Kent üzerine çalışmalar yapan ve birçok kitabı bulunan, salgın devrinde de klâsik Safranbolu konutunda yaşamayı tercih eden 74 yaşındaki araştırmacı-yazar Aytekin Aytekin de tarihi Safranbolu konutlarının insanların hayatına nazaran biçimlendiğini belirtti.
Klâsik meskenlerin avluları bulunduğunu söyleyen Aytekin, şu bilgileri aktardı: “Safranbolu konutlarının dizaynında tek bir unsur vardır, odağında insan vardır. Konut insanın hayat biçimine nazaran tasarlanır ve yapılır. Günümüzde ise bunun zıddı olan bir uygulama var. Safranbolu konutları nasıl beşere nazaran biçimleniyorsa, günümüzdeki beton meskenlere nazaran de beşerler biçimleniyor. Mesken nasılsa ona uymak zorundasınız.
Safranbolu meskenlerinin yer artı 3 katlı olması, 8 ila 10 ortasında odasının olması, bu odaların güneşi doğumundan batımına kadar görebilmesi… Odalarda saat ve ısı farkına nazaran hareket yeteneği, her oda içerisinde yeme-içme, yatma, abdest alınabilecek gusülhane ve yüklüğün bulunması, dolapların bulunması beşere ömür keyfi veriyor.”

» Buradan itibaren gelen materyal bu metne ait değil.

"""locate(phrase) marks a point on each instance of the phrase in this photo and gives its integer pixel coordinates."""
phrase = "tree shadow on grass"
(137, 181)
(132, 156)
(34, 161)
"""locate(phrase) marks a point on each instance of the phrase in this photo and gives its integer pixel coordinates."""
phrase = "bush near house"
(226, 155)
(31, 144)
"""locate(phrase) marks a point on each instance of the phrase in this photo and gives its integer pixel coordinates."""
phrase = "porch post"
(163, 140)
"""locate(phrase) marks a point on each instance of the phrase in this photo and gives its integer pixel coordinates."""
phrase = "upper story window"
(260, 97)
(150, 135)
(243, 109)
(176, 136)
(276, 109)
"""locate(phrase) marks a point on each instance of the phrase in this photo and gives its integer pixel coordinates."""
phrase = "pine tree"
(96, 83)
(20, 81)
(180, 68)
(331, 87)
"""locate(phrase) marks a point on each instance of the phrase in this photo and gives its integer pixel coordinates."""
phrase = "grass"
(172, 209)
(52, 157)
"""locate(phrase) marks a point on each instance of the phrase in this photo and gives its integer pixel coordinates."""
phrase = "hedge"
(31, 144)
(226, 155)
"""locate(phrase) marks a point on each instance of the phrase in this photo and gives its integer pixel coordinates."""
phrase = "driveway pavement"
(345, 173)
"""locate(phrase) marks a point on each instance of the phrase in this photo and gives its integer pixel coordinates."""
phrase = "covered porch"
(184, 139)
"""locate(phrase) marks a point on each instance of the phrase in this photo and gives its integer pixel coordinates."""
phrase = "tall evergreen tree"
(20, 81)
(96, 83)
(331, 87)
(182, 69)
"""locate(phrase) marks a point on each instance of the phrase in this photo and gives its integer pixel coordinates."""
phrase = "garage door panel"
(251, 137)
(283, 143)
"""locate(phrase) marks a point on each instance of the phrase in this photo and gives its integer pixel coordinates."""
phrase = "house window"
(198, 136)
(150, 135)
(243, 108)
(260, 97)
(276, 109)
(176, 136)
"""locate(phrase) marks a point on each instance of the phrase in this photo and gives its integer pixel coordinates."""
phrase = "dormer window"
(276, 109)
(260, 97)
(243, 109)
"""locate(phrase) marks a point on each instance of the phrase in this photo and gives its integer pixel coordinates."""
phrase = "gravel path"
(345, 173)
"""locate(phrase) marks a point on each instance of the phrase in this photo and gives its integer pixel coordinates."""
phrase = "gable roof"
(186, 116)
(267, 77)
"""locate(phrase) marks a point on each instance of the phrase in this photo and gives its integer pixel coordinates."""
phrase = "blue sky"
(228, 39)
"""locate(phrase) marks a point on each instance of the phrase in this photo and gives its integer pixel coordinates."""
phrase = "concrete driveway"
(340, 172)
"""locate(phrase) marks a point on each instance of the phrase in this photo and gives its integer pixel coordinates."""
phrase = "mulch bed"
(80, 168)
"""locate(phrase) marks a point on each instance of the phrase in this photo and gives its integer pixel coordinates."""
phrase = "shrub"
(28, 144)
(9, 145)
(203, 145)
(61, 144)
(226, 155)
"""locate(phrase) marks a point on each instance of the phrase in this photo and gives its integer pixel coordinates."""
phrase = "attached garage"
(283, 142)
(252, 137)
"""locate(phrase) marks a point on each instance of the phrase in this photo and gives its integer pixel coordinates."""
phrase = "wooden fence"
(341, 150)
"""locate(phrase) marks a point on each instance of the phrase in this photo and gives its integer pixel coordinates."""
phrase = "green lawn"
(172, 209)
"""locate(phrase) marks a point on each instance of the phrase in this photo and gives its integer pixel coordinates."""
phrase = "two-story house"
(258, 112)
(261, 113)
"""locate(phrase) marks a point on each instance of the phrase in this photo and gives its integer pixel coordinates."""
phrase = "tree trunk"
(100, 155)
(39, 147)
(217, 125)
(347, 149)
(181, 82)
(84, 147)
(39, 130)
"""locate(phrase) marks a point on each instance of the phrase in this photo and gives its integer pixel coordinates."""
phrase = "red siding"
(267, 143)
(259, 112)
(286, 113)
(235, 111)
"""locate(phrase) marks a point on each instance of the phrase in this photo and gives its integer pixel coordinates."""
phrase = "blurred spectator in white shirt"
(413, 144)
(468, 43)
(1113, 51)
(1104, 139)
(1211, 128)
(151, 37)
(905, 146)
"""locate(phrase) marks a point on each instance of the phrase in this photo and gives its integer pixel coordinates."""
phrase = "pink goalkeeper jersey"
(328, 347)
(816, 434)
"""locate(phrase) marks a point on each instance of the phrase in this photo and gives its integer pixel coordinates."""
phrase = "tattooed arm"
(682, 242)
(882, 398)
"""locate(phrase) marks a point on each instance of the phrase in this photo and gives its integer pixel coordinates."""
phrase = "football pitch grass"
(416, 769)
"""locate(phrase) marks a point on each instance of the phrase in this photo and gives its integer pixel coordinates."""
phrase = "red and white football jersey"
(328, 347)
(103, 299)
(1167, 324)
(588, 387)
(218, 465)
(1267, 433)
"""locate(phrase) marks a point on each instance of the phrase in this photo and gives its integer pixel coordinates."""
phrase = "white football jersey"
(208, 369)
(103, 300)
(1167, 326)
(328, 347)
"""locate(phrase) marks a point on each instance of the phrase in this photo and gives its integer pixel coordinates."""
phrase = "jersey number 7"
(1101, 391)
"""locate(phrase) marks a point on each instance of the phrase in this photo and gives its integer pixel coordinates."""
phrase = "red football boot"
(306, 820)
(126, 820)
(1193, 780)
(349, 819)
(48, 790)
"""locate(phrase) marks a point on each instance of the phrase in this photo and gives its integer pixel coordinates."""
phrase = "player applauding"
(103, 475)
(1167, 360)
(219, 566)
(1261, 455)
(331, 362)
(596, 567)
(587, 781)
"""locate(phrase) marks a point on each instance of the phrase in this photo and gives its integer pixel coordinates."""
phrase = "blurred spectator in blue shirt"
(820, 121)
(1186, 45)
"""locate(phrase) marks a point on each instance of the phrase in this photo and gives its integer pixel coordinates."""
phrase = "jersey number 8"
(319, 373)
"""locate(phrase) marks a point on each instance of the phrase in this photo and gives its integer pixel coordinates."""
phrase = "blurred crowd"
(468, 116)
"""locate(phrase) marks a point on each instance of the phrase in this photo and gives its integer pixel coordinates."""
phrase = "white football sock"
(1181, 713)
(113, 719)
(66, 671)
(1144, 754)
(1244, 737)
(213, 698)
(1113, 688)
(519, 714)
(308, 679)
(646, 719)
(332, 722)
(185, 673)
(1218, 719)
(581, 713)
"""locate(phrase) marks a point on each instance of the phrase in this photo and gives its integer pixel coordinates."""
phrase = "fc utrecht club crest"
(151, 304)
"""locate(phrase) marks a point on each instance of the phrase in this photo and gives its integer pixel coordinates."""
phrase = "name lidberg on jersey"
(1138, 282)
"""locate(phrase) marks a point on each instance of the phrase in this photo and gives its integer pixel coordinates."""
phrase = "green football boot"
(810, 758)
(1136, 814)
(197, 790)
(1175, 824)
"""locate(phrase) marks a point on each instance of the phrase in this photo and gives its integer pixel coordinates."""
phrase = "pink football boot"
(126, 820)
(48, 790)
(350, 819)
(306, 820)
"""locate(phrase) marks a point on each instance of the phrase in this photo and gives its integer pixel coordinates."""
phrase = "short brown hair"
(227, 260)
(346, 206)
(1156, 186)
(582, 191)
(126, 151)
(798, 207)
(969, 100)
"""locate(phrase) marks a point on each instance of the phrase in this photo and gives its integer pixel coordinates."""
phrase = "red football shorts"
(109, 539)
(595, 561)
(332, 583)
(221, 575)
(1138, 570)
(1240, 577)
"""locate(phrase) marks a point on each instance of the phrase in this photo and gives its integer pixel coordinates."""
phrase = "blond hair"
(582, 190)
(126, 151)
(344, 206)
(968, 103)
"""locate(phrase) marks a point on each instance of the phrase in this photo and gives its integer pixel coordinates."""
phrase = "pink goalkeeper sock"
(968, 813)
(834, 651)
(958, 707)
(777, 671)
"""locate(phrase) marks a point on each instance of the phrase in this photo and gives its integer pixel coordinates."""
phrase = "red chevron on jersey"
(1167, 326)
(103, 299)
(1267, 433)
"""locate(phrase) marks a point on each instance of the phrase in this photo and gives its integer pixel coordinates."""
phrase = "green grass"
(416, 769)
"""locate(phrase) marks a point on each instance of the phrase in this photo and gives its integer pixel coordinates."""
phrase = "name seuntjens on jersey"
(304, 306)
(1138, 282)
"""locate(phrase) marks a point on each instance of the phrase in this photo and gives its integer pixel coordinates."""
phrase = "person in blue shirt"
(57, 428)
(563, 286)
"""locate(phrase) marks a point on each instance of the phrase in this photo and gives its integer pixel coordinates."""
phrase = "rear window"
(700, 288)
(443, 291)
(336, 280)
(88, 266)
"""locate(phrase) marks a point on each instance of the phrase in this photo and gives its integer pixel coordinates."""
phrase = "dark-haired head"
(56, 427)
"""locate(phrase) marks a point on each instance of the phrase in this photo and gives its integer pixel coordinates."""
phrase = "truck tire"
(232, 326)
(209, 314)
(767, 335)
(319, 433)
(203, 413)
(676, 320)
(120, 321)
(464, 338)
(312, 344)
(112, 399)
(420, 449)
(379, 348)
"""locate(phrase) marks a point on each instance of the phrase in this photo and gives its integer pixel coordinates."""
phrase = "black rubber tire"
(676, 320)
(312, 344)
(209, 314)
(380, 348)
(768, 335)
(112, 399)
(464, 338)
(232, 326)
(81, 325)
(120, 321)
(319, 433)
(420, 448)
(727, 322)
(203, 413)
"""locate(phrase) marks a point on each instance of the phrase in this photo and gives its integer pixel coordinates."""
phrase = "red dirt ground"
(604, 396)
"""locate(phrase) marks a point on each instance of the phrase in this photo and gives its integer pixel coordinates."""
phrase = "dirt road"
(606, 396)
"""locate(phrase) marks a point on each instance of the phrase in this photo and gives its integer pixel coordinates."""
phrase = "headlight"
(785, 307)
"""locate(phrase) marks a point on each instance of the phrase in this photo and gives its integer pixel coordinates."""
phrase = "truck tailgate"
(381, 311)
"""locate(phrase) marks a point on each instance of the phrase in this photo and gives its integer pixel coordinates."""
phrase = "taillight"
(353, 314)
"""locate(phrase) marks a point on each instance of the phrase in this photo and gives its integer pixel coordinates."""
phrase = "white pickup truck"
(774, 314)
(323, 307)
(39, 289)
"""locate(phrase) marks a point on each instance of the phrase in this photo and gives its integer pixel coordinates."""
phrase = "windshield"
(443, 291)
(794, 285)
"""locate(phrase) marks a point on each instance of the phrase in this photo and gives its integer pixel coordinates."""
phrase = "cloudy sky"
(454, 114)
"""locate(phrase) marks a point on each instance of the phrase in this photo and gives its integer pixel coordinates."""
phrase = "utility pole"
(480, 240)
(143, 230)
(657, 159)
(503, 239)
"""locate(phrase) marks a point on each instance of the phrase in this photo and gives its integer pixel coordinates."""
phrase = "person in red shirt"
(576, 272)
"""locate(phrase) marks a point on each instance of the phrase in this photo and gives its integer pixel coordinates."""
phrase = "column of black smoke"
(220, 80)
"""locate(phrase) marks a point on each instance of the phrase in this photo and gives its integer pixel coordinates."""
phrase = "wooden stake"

Salgın devrinde 651 metrekarelik klâsik Safranbolu meskeninde hayatını sürdürdüğünü lisana getiren Aytekin, “Bahçeli konutumuzda hiç sıkıldığımı söyleyemem. Meskenler ahşap olduğu için nefes alır. Pencerelerden baktığınızda harikulâde bir kent panoramasıyla hanları, hamamları, mescitleri, meskenleri gözleyebilirsiniz. Halbuki apartman penceresinden baktığınızda karşı apartmanı ve büyük bir beton kütlesinden diğer bir şey göremezsiniz. Nefes de alamazsınız. Çağdaş ömür bizi biçimlendirir, eski kentlerde ise birlikte yaşama keyfini, sanatını sürdürürüz.” diye konuştu.
Aytekin, tarihi konutlardaki mutfak ve ambarlarda insanların bir kışı geçirecek kadar yiyecek ve içecek stoklayabildiğine işaret ederek, bu tıp klasik konutlarda komşuluk bağlantılarının de ileri seviyede olduğuna dikkati çekti. Kovid-19 ile uğraş periyodunda babasından kalan asırlık konakta kalmayı tercih eden 84 yaşındaki Yılmaz Kavuşturucu ise apartman dairesi yerine 3 dönüm bahçesi olan konakta salgın devrini geçirdiğini, bu karardan ötürü da son derece keyifli olduklarını anlattı. Kavuşturucu, ahşabın kokusuyla yaşamadan bu atmosferin anlatılamayacağını söz etti.